Paul Bérenger lui-même pense qu’il sera le King Maker. L’adversaire principal du PTr et des Mauriciens, c’est Pravind Jugnauth, un homme dangereux pour le pays. La preuve c’est qu’il ne s’attaque qu’à moi car il sait que je suis l’homme à abattre. C’est pourquoi il m’attaque systématiquement tous les jours avec ses fake news, deepfake, etc. Car il sait que je suis le seul à pouvoir lui barrer la route.

   En cas de victoire, beaucoup appréhendent que vous ne soyez un Premier ministre revanchard. Qu’avez-vous à dire à tous ceux qui redoutent cela?

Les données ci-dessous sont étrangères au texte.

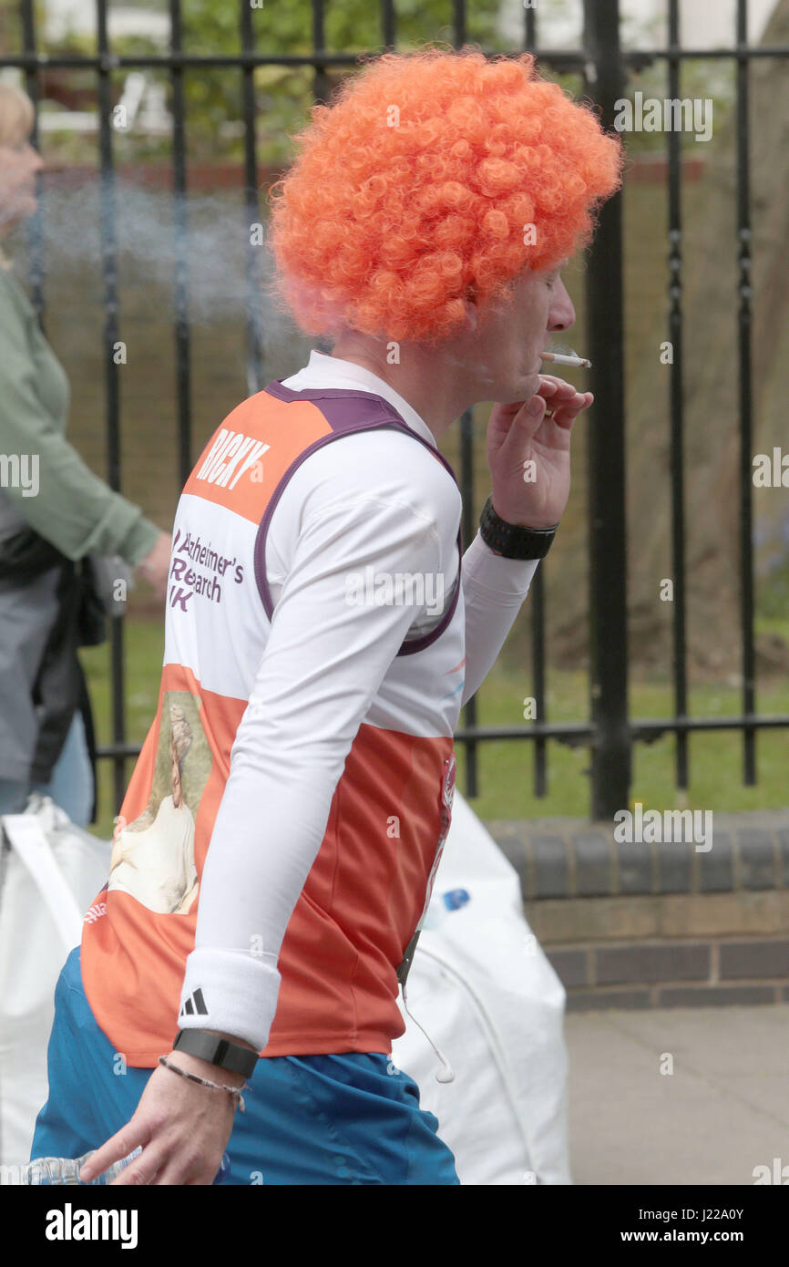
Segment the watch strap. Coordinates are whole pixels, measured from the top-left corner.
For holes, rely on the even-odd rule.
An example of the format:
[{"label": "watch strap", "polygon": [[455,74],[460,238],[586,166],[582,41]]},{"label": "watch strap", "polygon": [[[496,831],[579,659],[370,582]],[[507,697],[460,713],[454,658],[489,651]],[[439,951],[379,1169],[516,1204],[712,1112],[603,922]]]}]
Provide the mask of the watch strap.
[{"label": "watch strap", "polygon": [[508,523],[493,508],[489,497],[480,514],[480,533],[491,550],[504,559],[545,559],[556,536],[555,523],[551,528],[526,528],[519,523]]},{"label": "watch strap", "polygon": [[257,1052],[201,1029],[179,1030],[172,1050],[196,1055],[229,1073],[243,1073],[244,1078],[251,1077],[257,1064]]}]

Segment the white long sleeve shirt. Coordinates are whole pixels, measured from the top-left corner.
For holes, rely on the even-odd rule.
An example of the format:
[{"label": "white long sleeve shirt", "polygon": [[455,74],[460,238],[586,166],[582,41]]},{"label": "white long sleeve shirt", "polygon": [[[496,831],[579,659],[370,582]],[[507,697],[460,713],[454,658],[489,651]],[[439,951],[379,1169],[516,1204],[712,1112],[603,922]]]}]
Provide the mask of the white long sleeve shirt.
[{"label": "white long sleeve shirt", "polygon": [[[162,689],[174,692],[174,699],[186,691],[194,698],[208,696],[219,701],[214,706],[218,712],[208,711],[208,722],[203,725],[211,725],[211,716],[213,725],[222,721],[230,727],[233,742],[229,774],[201,867],[194,948],[190,941],[184,943],[186,934],[181,933],[184,925],[177,925],[182,919],[175,914],[177,908],[160,916],[175,930],[162,943],[166,946],[165,972],[162,952],[156,949],[156,938],[165,936],[163,925],[152,925],[144,931],[147,916],[122,906],[134,895],[130,898],[114,892],[108,893],[108,919],[94,915],[92,940],[86,944],[84,938],[84,981],[89,1001],[99,1024],[118,1049],[127,1053],[130,1064],[155,1063],[155,1053],[162,1050],[162,1036],[167,1031],[167,1014],[152,1021],[151,1002],[138,1006],[132,1001],[137,995],[125,997],[124,991],[130,990],[132,977],[137,993],[148,976],[153,984],[158,971],[161,997],[168,998],[165,982],[177,971],[177,946],[181,944],[189,946],[177,1016],[181,1028],[233,1034],[252,1043],[258,1052],[268,1044],[268,1054],[386,1049],[386,1034],[391,1034],[394,1017],[390,1011],[385,1012],[386,1007],[391,1009],[391,998],[379,1007],[380,996],[389,991],[386,982],[391,979],[393,955],[403,950],[404,943],[399,943],[405,922],[403,912],[410,910],[408,901],[413,905],[408,884],[413,887],[419,877],[423,883],[424,873],[418,868],[408,872],[412,864],[403,854],[398,855],[401,862],[393,862],[386,855],[386,865],[395,868],[391,873],[395,878],[381,879],[381,893],[385,895],[391,883],[403,883],[405,896],[400,900],[396,935],[391,929],[381,931],[380,944],[376,944],[375,911],[351,905],[338,914],[341,895],[338,891],[333,906],[334,882],[331,878],[325,912],[319,902],[308,898],[309,911],[314,911],[315,920],[323,920],[318,926],[324,927],[325,945],[332,944],[334,936],[343,962],[348,957],[348,962],[353,962],[355,954],[358,959],[360,952],[351,934],[346,945],[342,930],[357,919],[360,927],[366,929],[365,921],[372,920],[369,933],[356,930],[357,941],[361,936],[370,958],[370,964],[362,963],[358,968],[358,981],[351,988],[358,1003],[358,1025],[348,1022],[333,1034],[332,1016],[323,1005],[315,1005],[312,1014],[309,1007],[303,1010],[308,1017],[304,1025],[291,1024],[291,1016],[298,1017],[299,1010],[280,997],[282,978],[277,964],[282,941],[294,907],[304,905],[308,877],[312,882],[317,874],[317,858],[336,789],[348,754],[353,758],[352,749],[358,746],[360,727],[366,734],[361,749],[367,753],[369,768],[376,772],[376,779],[382,784],[388,779],[385,745],[390,736],[398,777],[404,770],[403,777],[409,777],[409,763],[415,760],[409,755],[412,745],[414,754],[422,753],[419,760],[424,764],[427,787],[427,764],[434,763],[438,749],[441,756],[451,750],[460,707],[475,693],[495,661],[537,568],[537,561],[509,560],[493,554],[477,533],[464,554],[456,616],[438,640],[443,639],[443,650],[436,651],[438,660],[429,654],[398,656],[404,640],[434,626],[442,609],[451,603],[458,565],[461,497],[457,484],[431,454],[429,450],[437,446],[424,421],[369,370],[313,351],[309,365],[282,385],[294,392],[310,388],[369,393],[371,408],[374,398],[382,398],[423,443],[403,431],[377,427],[338,436],[332,443],[308,452],[276,500],[265,536],[265,574],[272,604],[270,620],[249,575],[252,570],[256,575],[258,571],[255,565],[258,525],[244,521],[243,511],[229,514],[223,504],[228,497],[238,499],[241,494],[252,494],[251,488],[243,492],[244,480],[255,479],[255,473],[246,471],[244,464],[252,461],[257,450],[248,447],[248,437],[233,440],[233,427],[237,437],[253,428],[253,422],[247,423],[244,418],[252,417],[255,398],[225,419],[223,432],[214,441],[214,447],[224,445],[224,451],[220,447],[219,456],[214,457],[211,450],[201,460],[201,470],[198,464],[181,495],[174,535]],[[293,418],[293,426],[298,427],[303,418],[300,411],[312,407],[298,403],[287,408],[291,412],[285,423],[289,426]],[[236,421],[237,416],[241,421]],[[229,438],[223,438],[224,431]],[[252,445],[251,438],[248,443]],[[263,452],[263,468],[267,460]],[[232,492],[238,480],[238,489]],[[213,490],[206,487],[211,483]],[[428,594],[426,584],[420,606],[350,601],[350,578],[398,574],[420,574],[426,582],[434,582],[434,589]],[[257,579],[260,588],[260,576]],[[261,649],[257,656],[256,647]],[[433,647],[437,649],[438,642],[433,642]],[[441,664],[438,682],[429,672],[437,663]],[[184,718],[177,725],[182,730]],[[200,722],[195,725],[199,729]],[[162,723],[152,729],[147,741],[151,746],[143,750],[138,763],[127,794],[128,806],[136,813],[151,805],[157,745],[161,765],[161,734],[168,732],[168,726],[162,713]],[[211,750],[215,755],[209,779],[215,777],[222,744],[211,739]],[[190,760],[187,755],[184,772]],[[198,756],[194,760],[199,773]],[[439,767],[441,761],[436,769]],[[362,761],[361,769],[366,768]],[[198,773],[191,774],[193,783]],[[381,829],[385,829],[386,791],[385,787],[376,789]],[[189,782],[185,792],[198,824],[195,862],[200,870],[200,832],[205,830],[200,827],[203,802],[190,792]],[[415,793],[412,789],[409,794]],[[205,799],[206,796],[204,787],[200,797]],[[426,812],[432,815],[434,810]],[[367,820],[362,815],[362,821],[370,821],[372,813],[377,830],[375,805],[372,808],[367,805],[365,813]],[[418,806],[414,813],[419,816]],[[350,813],[348,827],[342,829],[344,844],[332,840],[331,848],[342,854],[332,865],[342,872],[353,856],[351,865],[357,869],[384,867],[384,854],[376,859],[370,850],[385,850],[393,843],[384,832],[379,845],[371,839],[367,846],[366,827],[361,832],[363,839],[353,837],[351,843],[352,821]],[[132,824],[124,836],[129,875],[133,875],[133,855],[128,843],[133,848],[136,830]],[[419,830],[424,840],[424,824]],[[356,858],[353,849],[357,846],[362,853]],[[423,865],[422,858],[419,865]],[[399,867],[405,867],[410,881],[403,879],[405,873],[396,872]],[[427,867],[429,869],[429,862]],[[162,877],[162,888],[165,881]],[[341,881],[342,875],[337,882],[339,888]],[[361,905],[369,905],[370,897],[365,893]],[[144,905],[144,898],[139,900]],[[377,901],[377,893],[372,893],[372,900]],[[413,925],[407,929],[405,939],[412,931]],[[312,944],[310,935],[308,933],[306,944]],[[289,936],[294,936],[293,929]],[[310,953],[320,954],[322,950]],[[115,973],[117,962],[132,962],[134,967]],[[300,962],[291,965],[291,981],[310,971],[309,964]],[[320,971],[319,964],[315,971]],[[289,988],[291,995],[298,993],[295,986]],[[328,979],[325,997],[332,997],[332,991]],[[357,1003],[352,1003],[352,1009]],[[363,1025],[365,1007],[375,1019],[367,1028]],[[129,1016],[134,1009],[136,1014]],[[279,1045],[272,1048],[268,1035],[275,1012]],[[171,1014],[170,1020],[175,1024]],[[304,1035],[306,1039],[299,1045]],[[365,1036],[376,1045],[365,1047]],[[339,1045],[332,1045],[334,1040]]]}]

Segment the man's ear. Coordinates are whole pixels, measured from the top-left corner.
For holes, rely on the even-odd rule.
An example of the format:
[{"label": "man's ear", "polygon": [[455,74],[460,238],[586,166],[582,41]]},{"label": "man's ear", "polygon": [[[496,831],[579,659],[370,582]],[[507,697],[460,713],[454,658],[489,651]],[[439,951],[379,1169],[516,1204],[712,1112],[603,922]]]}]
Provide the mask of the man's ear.
[{"label": "man's ear", "polygon": [[464,315],[466,319],[466,329],[474,333],[479,326],[479,313],[476,310],[476,303],[474,299],[464,299]]}]

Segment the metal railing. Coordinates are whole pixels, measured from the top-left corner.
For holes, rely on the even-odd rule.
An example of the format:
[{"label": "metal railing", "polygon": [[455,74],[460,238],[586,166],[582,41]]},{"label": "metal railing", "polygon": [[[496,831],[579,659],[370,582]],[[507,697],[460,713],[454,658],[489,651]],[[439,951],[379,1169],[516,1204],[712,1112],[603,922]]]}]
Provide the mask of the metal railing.
[{"label": "metal railing", "polygon": [[[472,4],[474,0],[470,0]],[[670,386],[671,435],[671,542],[675,580],[674,612],[674,716],[638,720],[628,716],[627,660],[627,584],[626,584],[626,476],[624,476],[624,331],[623,331],[623,233],[622,195],[602,209],[586,271],[588,348],[593,362],[590,389],[595,400],[605,402],[605,428],[589,430],[589,603],[590,603],[590,720],[586,723],[551,725],[547,718],[545,664],[545,584],[546,563],[537,570],[531,593],[533,696],[537,716],[528,726],[479,726],[476,699],[464,711],[464,725],[456,739],[465,745],[466,793],[477,794],[479,744],[494,740],[529,740],[534,745],[534,791],[545,796],[547,787],[547,741],[591,750],[591,817],[610,818],[628,803],[633,744],[651,742],[671,732],[676,736],[676,782],[688,786],[688,736],[693,731],[740,730],[743,735],[743,780],[756,782],[755,736],[759,729],[789,726],[789,716],[760,717],[755,696],[754,646],[754,564],[751,508],[751,220],[748,155],[748,67],[756,57],[786,57],[789,47],[748,47],[747,0],[737,0],[736,42],[727,48],[681,48],[679,43],[679,0],[666,0],[669,43],[665,48],[626,51],[621,47],[619,0],[585,0],[584,47],[579,49],[541,48],[537,43],[538,11],[524,8],[523,48],[534,51],[541,62],[557,72],[583,76],[586,98],[600,108],[607,128],[614,123],[615,103],[624,96],[631,70],[665,62],[669,92],[679,98],[679,75],[684,61],[728,58],[737,66],[737,243],[738,286],[738,381],[740,381],[740,575],[742,636],[742,712],[735,717],[699,718],[688,716],[686,682],[686,583],[683,471],[683,223],[680,212],[680,138],[666,132],[667,146],[667,291],[670,299],[670,338],[674,345]],[[328,67],[352,67],[356,53],[331,53],[324,49],[324,4],[312,0],[312,41],[314,51],[305,54],[258,52],[256,48],[255,9],[239,0],[239,49],[236,54],[187,54],[182,48],[180,0],[170,0],[170,49],[161,54],[117,56],[108,38],[108,4],[96,0],[96,52],[92,56],[47,56],[38,51],[33,0],[22,0],[23,48],[14,56],[0,56],[1,66],[24,71],[27,89],[38,99],[39,75],[56,67],[94,70],[99,104],[99,156],[101,181],[101,250],[104,276],[104,365],[106,399],[108,480],[120,488],[120,416],[118,365],[113,347],[119,338],[118,242],[115,237],[115,179],[111,108],[113,73],[124,68],[165,70],[171,80],[172,177],[176,209],[175,233],[175,345],[179,419],[179,465],[181,481],[193,465],[190,399],[190,324],[186,214],[186,156],[184,72],[190,68],[237,68],[241,76],[243,118],[244,207],[248,223],[260,220],[258,163],[256,155],[256,104],[253,73],[258,66],[308,66],[314,70],[315,100],[325,100],[329,90]],[[466,0],[452,0],[452,43],[466,43]],[[380,0],[382,51],[394,49],[396,5]],[[517,49],[519,52],[521,49]],[[515,52],[515,51],[513,51]],[[42,300],[42,258],[35,250],[33,228],[33,300],[39,313]],[[257,298],[257,262],[252,248],[247,270],[247,389],[265,386],[262,378],[263,327]],[[464,494],[464,538],[476,531],[472,522],[472,427],[471,413],[460,422],[460,481]],[[548,564],[550,566],[550,564]],[[113,741],[99,750],[101,759],[114,764],[114,791],[118,805],[125,791],[125,763],[138,753],[125,740],[124,641],[123,622],[111,622]]]}]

Le pays a connu cinq ans de traumatisme. Voyez où la politique de vengeance du MSM nous a menés aujourd’hui : faillite économique, faillite sociale, rien ne marche. On ne peut pas retourner au pouvoir avec une politique de vengeance. Ce n’est pas mon but. Il nous faut surtout redonner confiance non seulement à la population mais également aux investisseurs. Il faut refaire les institutions car aujourd’hui, hormis le judiciaire, il n’y a pas une seule institution indépendante.

   Quel est votre plan pour remettre certains secteurs sur les rails, comme le tourisme, la canne et le textile, fragilisés ces dernières années? 

L’économie de Maurice est fragilisée. Tous les secteurs – la canne, le textile, le tourisme, le secteur financier – sont sous respiration artificielle. L’environnement s’est dégradé, la saleté est partout. Il n’y a aucune politique écologique. Ils ont tout gâché. Voyez, ce n’est pas un hasard que nos voisins disposent d’un tourisme accru et que Maurice en est train de baisser. Ils n’ont rien compris et ont adopté une politique désastreuse. Comme pour les autres secteurs. Ils ont fait une grosse bêtise quand ils ont accepté de prendre l’argent pour le tramway et de laisser tomber le secteur financier de l’off-shore qui faisait une croissance de 15%. J’avais prédit cela à l’époque et aujourd’hui, nous voyons le résultats. Il faut trouver des solutions pour innover. Nous devons aussi redémarrer le programme Maurice Ile Durable mis dans un coin. Il y a du pain sur la planche pour remettre le pays sur pied.

   Un message particulier à l’électorat avant le scrutin?

L’enjeu est très clair pour moi. Les Mauriciens ont un choix. Pendant cinq ans, nous n’avons jamais vu autant de népotisme, d’abus de pouvoir et d’abus de l’appareil de l’État. Le peuple aura à décider s’il souhaite continuer avec le même système ou, au contraire, tourner la page et doter le pays d’une révision du modèle de gouverner, du modèle économique, du  modèle social et du modèle démocratique. Mon message est limpide: il y a un choix à faire entre deux méthodes différentes pour gouverner et deux méthodes pour faire les choses. Et le choix est clair. Si nous ne faisons pas attention et que, par malheur, ces gens-là remportent les élections, réalisez ce qu’ils feront après. Ce sera la répression, le règne de la terreur, des méthodes antidémocratiques. Les fausses charges contre les adversaires vont continuer… Le choix est entre un clan familial qui protégera son clan et une alliance avec laquelle tous les Mauriciens ont l’espoir de vivre dans une société libre, démocratique, et où la méritocratie primera.